To evaluate the effectiveness of the proposed DRL-DBSCAN and GAT-GNN framework for air conditioning load forecasting, a comprehensive case study is conducted using a real-world dataset of household energy consumption. This section details the experimental setup, including data preparation, model training, and evaluation metrics, followed by an in-depth analysis of the results. The primary objective is to assess the ability of the proposed framework to capture both spatial and temporal dependencies in the geographical grids, leveraging the clustering results from DRL-DBSCAN to enhance the GAT-GNN predictive performance.
3.1. Experimental Setup
The dataset used in this study comprises hourly air conditioning load data from 25 households in Austin, sourced from the Pecan Street project [
20], collected over a period of one year.
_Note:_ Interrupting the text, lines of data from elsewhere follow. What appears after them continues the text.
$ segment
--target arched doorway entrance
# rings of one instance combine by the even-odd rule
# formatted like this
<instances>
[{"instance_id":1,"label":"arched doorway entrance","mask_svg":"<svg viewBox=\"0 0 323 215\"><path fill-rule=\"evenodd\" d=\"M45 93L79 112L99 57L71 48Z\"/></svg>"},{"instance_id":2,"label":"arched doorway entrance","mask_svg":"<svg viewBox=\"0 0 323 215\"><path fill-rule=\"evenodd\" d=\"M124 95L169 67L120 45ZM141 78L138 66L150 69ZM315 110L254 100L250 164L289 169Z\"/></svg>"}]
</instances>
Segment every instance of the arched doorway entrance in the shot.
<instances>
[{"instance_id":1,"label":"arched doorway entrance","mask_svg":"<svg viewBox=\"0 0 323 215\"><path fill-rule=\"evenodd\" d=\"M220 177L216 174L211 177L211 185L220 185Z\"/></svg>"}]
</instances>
Each record includes the timestamp, household ID, geographical coordinates (latitude and longitude), meteorological features (local temperature and humidity), and the adjusted load. The data are aggregated at an hourly granularity to reduce noise and capture meaningful temporal patterns. To ensure consistency, the adjusted load values are standardized using a StandardScaler, and the meteorological features are similarly normalized to facilitate model training.
The geographical grids are constructed based on the latitude and longitude of each household, with each household representing a node in the graph. The DRL-DBSCAN algorithm is applied to cluster these nodes into spatially coherent groups, using an eps value of 0.07 and a minpt value of 2, determined through iterative experimentation to balance the number of clusters and noise points. The resulting clustering distribution, as shown in
Figure 3, identifies five clusters: Cluster 0 (seven nodes), Cluster 1 (five nodes), Cluster 2 (eight nodes), Cluster 3 (one node), and Cluster 4 (one node), with three nodes labeled as noise (Cluster 1). The geographical distribution of these clusters, illustrated in
Figure 4 demonstrates that the clusters effectively capture spatially proximate regions, which is critical for the subsequent GAT-based load forecasting.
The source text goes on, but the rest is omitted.